Senator Pushes to Require National Cyber Director in Defense Authorization Bill

The head of the Senate Homeland Security and Governmental Affairs Committee wants to require a Senate-confirmed national cyber director in the coming annual defense authorization bill.

“The first recommendation I want to talk about which we’re working hard to get hopefully included in the defense authorization act so it can become law, is the need to put somebody in charge, a national cyber director,” Chairman Ron Johnson, R-Wis., said.

Johnson was referring to recommendations of the National Cyberspace Solarium Commission, members of which testified Wednesday during a committee hearing.

Johnson also pushed and heard support for legislation he’s proposed with Sen. Maggie Hassan, D-N.H., which would give the Cybersecurity and Infrastructure Security Agency subpoena power over internet service providers, to be included in the NDAA. 

Rep. Mike Gallagher, R-Wis., a co-chair of the commission, explained how a new cyber director’s office would differ from CISA.

“CISA is always primarily going to have that mission of defending critical infrastructure, the .gov space, in a similar way in which [the National Security Agency] and [U.S. Cyber Command] defend the .mil space,” he told the committee. “The national cyber director would have a more coordinating function that is making sure that CISA, in performing that mission is also working well with NSA, with Cybercom, and all the other federal agencies that play in the cyber space.”

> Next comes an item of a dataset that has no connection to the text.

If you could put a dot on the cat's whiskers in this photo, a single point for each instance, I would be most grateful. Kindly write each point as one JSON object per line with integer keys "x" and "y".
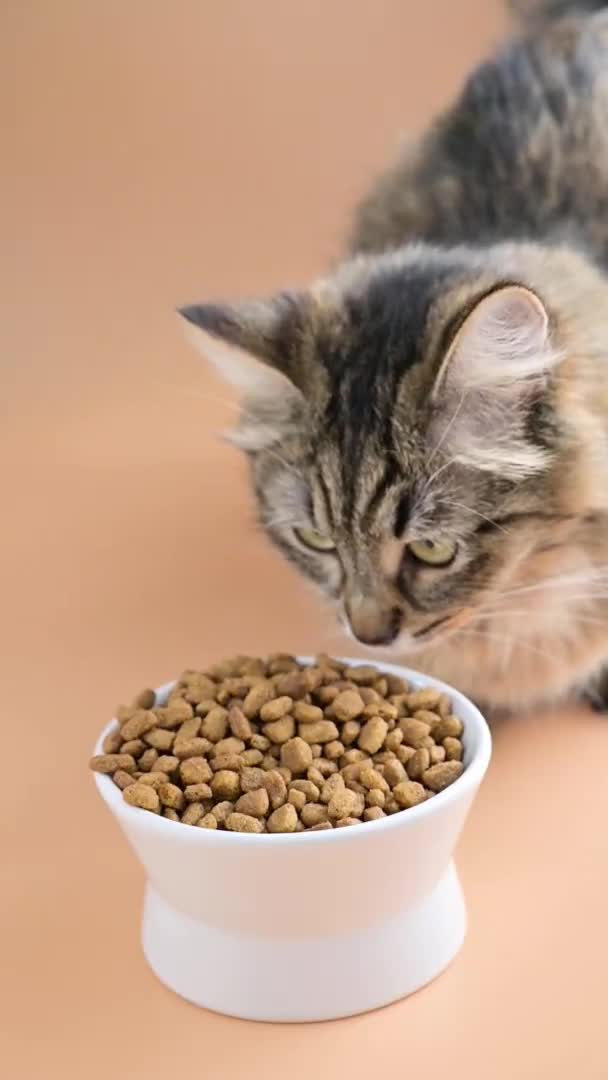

The would-be cyber director’s office would be able to coordinate across missions and do long term planning as CISA fights on a day-to-day basis to protect civilian agencies, he said.

Solarium commission member Suzanne Spaulding, who previously led the Department of Homeland Security Office that became CISA and served as general counsel to the Central Intelligence Agency, added the director would be able to bring together offensive and defensive planning. Such a director also could incorporate authorities of the intelligence services and the military into a broader effort to protect the U.S. from cyber threats. 

The idea of a national cyber coordinator is not new. Former National Security Advisor John Bolton eliminated a similar post in May 2018, saying it amounted to unnecessary bureaucracy within the National Security Council.  

Gallagher said the commission’s recommendation is for the cyber director’s office to be modeled off that of the U.S. Trade Representative “because it’s interdisciplinary, it’s functionally oriented, and it’s institutionalized with Senate-confirmed leadership and situated within the executive office of the president.”

Johnson said he signed onto a letter with Sen. Mike Rounds, R-S.D., chairman of the Senate Armed Services’ subcommittee on cybersecurity, asking Sen. Angus King, I-Maine, to lay out more of such details on what the cyber director’s position would look like so it can be included in the NDAA.  

King, Solarium Commission co-chair, accepted the mission, saying there is a need for structure to enable accountability.

“I always liked to have one throat to choke,” he said, referring back to his days spent in the business community, “and that’s the national cyber director.”